Un tablero regional cada vez más disputado
Mientras algunos países latinoamericanos han optado por alinearse claramente con Washington o con Beijing, otros intentan mantener un equilibrio estratégico que les permita sacar partido de ambas potencias. China ha avanzado de forma sostenida en la región desde el boom de las materias primas y hace varios años superó a la Unión Europea como segundo socio comercial de América Latina. En varios países ya supera incluso a Estados Unidos en volumen de intercambio comercial.
Por su parte, la administración Trump adoptó desde 2025 una postura más agresiva. La estrategia de seguridad nacional presentada a finales de ese año establece como prioridad ‘expandir’ la presencia estadounidense en la región y contrarrestar las llamadas ‘influencias extranjeras’.
El Canal de Panamá, en el ojo del huracán
El Canal de Panamá se ha convertido en el símbolo más visible de esta disputa hemisférica. Antes incluso de asumir su segundo mandato, Trump acusó en reiteradas ocasiones a Beijing de ‘operar’ la vía interoceánica, gestionada en realidad por una autoridad independiente designada por el propio Gobierno panameño. China negó sistemáticamente cualquier tipo de injerencia.
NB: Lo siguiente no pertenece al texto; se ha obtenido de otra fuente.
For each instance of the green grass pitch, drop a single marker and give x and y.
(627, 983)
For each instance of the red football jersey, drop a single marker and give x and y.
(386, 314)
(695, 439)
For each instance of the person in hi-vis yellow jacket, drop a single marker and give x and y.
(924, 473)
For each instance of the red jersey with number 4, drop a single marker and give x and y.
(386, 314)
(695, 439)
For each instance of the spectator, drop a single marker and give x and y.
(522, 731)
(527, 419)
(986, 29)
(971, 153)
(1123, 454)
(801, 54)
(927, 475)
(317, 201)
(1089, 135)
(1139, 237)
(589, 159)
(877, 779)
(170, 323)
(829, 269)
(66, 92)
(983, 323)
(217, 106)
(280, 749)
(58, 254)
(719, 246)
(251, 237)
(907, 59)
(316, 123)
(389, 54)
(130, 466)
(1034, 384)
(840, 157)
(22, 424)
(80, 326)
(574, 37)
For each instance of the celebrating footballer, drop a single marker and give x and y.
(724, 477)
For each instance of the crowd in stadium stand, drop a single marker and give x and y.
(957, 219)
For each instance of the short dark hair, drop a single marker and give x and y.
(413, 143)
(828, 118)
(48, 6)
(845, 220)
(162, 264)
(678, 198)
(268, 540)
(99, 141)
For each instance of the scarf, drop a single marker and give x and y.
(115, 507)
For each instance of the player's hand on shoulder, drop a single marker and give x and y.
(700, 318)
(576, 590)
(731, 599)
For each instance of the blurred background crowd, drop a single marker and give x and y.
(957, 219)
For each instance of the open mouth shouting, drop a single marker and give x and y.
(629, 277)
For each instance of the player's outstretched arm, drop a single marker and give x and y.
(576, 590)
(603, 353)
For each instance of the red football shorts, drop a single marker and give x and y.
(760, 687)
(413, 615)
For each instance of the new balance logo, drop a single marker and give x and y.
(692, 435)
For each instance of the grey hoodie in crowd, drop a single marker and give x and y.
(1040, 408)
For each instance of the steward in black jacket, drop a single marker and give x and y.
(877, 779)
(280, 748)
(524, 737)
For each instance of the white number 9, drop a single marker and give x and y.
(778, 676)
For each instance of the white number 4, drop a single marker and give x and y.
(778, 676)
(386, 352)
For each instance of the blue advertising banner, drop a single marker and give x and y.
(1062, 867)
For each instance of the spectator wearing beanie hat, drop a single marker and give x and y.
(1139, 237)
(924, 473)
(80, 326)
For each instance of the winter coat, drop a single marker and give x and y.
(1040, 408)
Bajo la presión de Washington, Panamá anunció en 2025 su salida de la Iniciativa de la Franja y la Ruta, el programa chino de infraestructuras lanzado en 2013. Sin embargo, la tensión no se disipó. El Gobierno panameño denunció que China incrementó la retención de buques con bandera panameña bajo pretexto de inspecciones, en un contexto marcado por la toma de administración en ambos extremos del canal tras un fallo judicial que declaró inconstitucional el contrato con Panama Ports Company y su matriz hongkonesa CK Hutchinson Holding, que operó esas terminales durante casi tres décadas.
Chancay, la gran apuesta china en el Pacífico sur
En Perú, el puerto de Chancay, inaugurado por Xi Jinping en 2024, representa la carta más ambiciosa de China en América del Sur. La terminal, con un 60% de capital chino, está diseñada para convertirse en un gran nodo logístico entre Asia y Sudamérica, con capacidad para movilizar volúmenes masivos de carga.
Washington observa el proyecto con recelo. El embajador estadounidense en Lima, Bernie Navarro, advirtió en febrero que Perú podría ‘perder soberanía’ si el Gobierno cede facultades de supervisión sobre la instalación. Pese a ello, China siguió avanzando: la firma Junefield firmó un contrato para desarrollar un parque industrial en Ancón, entre Chancay y el puerto del Callao, con inversiones estimadas en más de 1.200 millones de dólares.
Al mismo tiempo, Perú no abandona su relación con Estados Unidos. En abril, las autoridades firmaron un contrato de compra de aviones F-16 con la empresa Lockheed Martin, aunque la operación generó polémica interna y provocó la renuncia de dos ministros en desacuerdo con el presidente.
Brasil, entre Beijing y Washington
Brasil, la mayor economía de la región y el país más poblado, mantiene con China la relación más dinámica de todo el continente. Aliados dentro del bloque BRICS, Beijing adquiere de Brasil enormes volúmenes de soja, mineral de hierro y carne, mientras empresas chinas han expandido sus inversiones en el sector energético brasileño.
El caso brasileño ilustra con claridad la complejidad del tablero latinoamericano: ninguna nación de la región puede permitirse ignorar a ninguna de las dos potencias, y el equilibrio entre ambas se ha vuelto un arte diplomático de primer orden en una época marcada por la incertidumbre global.